The watchdog fault detection is enabled by default in MindSpore. You do not need to manually configure it. To disable watchdog, add the following fields in bold to the model configuration file.

...
context:
  ascend_config:
    hccl_watchdog: False    
...

Training Rollback and Checkpoint Loading Time

  • Asynchronous checkpoint saving: A training job periodically saves checkpoint files to save parameter information. Once a fault is rectified, training is rolled back from the most recently saved checkpoint file for recovery. Each time a checkpoint file is saved, a specific training period is wasted. To ensure training efficiency, the interval for saving checkpoint files is usually large. However, a larger saving interval indicates longer time wasted for training rollback upon each fault. To solve this problem, MindIO ACP is introduced to asynchronously save checkpoints. For details, see Table 2.
    Table 2 Asynchronous checkpoint saving

    Function

    Asynchronous checkpoint saving

    Function Highlights

    After checkpoints are obtained from the NPU, they are asynchronously written to storage to minimize training loss and the storage period for each checkpoint saving, thereby reducing the training rollback time.

    Instructions

    Only cluster scheduling components and MindIO components of 6.0.RC2 and later are supported.

    Key Operation

    For details about how to install and use MindIO, see Checkpoint Saving, Loading, and Optimization.

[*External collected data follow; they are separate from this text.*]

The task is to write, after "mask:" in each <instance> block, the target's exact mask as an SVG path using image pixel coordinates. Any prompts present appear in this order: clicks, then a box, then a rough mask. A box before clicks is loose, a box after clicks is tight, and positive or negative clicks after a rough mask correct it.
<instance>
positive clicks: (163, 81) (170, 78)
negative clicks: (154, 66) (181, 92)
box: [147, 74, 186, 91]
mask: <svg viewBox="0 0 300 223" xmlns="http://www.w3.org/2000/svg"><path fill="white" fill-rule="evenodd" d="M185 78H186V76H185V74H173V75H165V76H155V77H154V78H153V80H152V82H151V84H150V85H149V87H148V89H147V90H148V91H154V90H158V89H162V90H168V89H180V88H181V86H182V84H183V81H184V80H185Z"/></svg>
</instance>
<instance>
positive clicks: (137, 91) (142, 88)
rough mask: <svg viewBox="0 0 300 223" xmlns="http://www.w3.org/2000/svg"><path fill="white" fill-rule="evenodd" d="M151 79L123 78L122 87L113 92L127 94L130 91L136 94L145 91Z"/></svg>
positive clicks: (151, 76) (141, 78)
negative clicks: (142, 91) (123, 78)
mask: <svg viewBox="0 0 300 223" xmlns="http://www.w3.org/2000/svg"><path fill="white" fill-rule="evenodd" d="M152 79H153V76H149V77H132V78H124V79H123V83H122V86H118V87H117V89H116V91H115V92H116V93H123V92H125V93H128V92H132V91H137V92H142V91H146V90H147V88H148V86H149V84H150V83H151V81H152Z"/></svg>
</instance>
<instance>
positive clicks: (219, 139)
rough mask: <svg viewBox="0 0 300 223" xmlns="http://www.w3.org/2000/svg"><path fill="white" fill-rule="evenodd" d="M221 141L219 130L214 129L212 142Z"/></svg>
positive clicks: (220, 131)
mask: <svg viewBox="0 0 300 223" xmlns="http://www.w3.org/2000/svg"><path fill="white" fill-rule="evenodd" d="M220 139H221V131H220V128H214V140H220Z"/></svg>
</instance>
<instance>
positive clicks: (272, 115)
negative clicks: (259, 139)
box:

  • Efficient checkpoint recovery: During training rollback and recovery, checkpoints must be loaded from storage. Due to the large volume of checkpoint data, directly reading and loading checkpoints from storage takes considerable time. To solve this problem, MindIO ACP is introduced for efficient checkpoint recovery. For details, see Table 3.
    Table 3 Efficient checkpoint recovery

    Function

    Efficient checkpoint recovery

    Function Highlights

    The latest checkpoint is stored in memory. During fault recovery, the checkpoint can be read directly from memory, reducing the checkpoint reading time.

    Instructions

    Only cluster scheduling components and MindIO components of 6.0.RC2 and later are supported.

    Key Operation

    For details about how to install and use MindIO, see Checkpoint Saving, Loading, and Optimization.

Cache Building Time

During resumable training, a computational graph needs to be built. However, this process takes a long time in foundation model scenarios. To solve this problem, MindSpore can store a building cache file during the first building. During fault recovery, the graph building cache in storage can be directly read to reduce the graph building time. For details, see Table 4.

Table 4 Graph building cache

Function

Graph building cache

Function Highlights

During graph compilation, the cache file stored on the storage device is loaded to help reduce compilation time.

Instructions

Only supported by MindSpore 2.3.0 and later versions.

Key Operation

Add the following environment variables to the shell startup script (for example, train_start.sh) for training:
export MS_COMPILER_CACHE_ENABLE=1
export MS_COMPILER_CACHE_ENABLE=1 # Enable graph compilation cache.
export MS_COMPILER_CACHE_PATH=xxx # Set the graph compilation cache path.